Turkish bags some rays
Turkish has almost come to terms with the New World Order, which requires him to wear a leash outdoors. Almost.

Seems like it’s either feast or famine in the ol’ VeloBarrel. Last week it was nothing but heartache; today, it’s been mostly nothing. I wrote up the men’s World Cup in Tabor (having overslept and missed the women’s race), posted some results and an Andrew Hood piece, and … well, that’s about it. Bor-ing.

There are things going on, of course. There are cyclo-crosses from coast to coast, the Pan American Games, the Japan Cycle Cup Road Race, but because we are short on staff, free-lancers and travel money my in-box remains appallingly free of dispatches from the front. Only Agence France Presse chimes in from time to time, and that lot mostly speaks Frog: Le Belge s’est imposé en solitaire lors de la seconde épreuve dimanche, à Tabor (République Tchèque).

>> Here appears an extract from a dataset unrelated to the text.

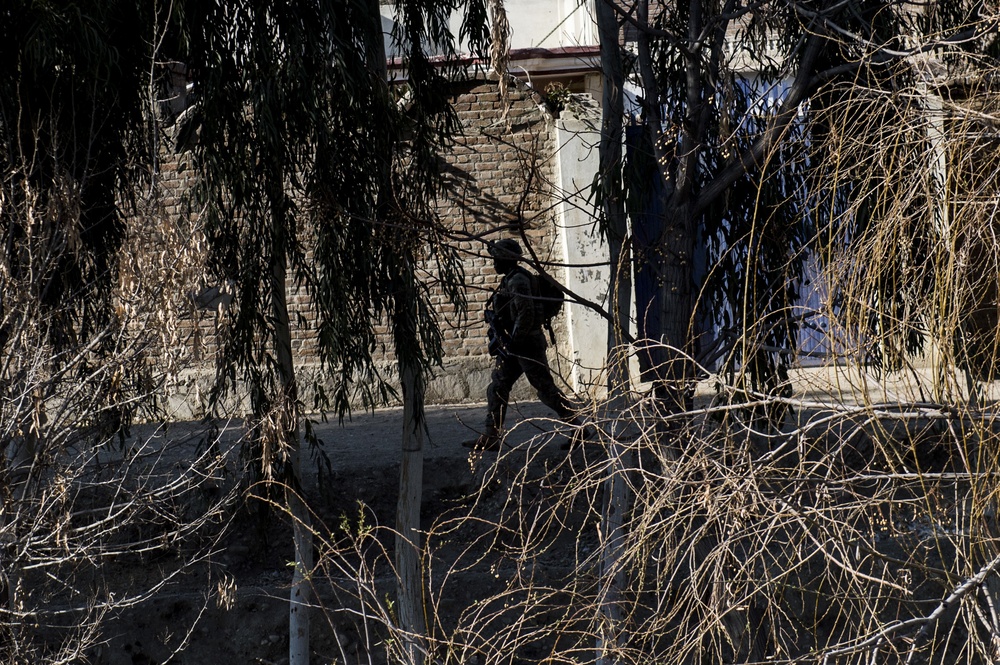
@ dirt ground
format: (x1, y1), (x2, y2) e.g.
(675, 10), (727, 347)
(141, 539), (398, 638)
(92, 402), (575, 665)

Parti très tôt, dès le quatrième tour, il a laissé derrière lui un groupe incapable de s’entendre pour refaire son retard.

C’mon — we saved you guys from the Nazis and you can’t give us a race report in U-nited States American? And who are you callin’ a retard? Merde. Where’s my big ol’ Google translation hammer?

Between bouts of doing not much Herself shaved my dome, Turkish got some quality time in the sun and I whipped up some tuna salad for lunch. And if my in-box doesn’t go ping! real soon I’m gonna grab a bike and enjoy what looks to be one of our last few really nice days before a winter storm blows in.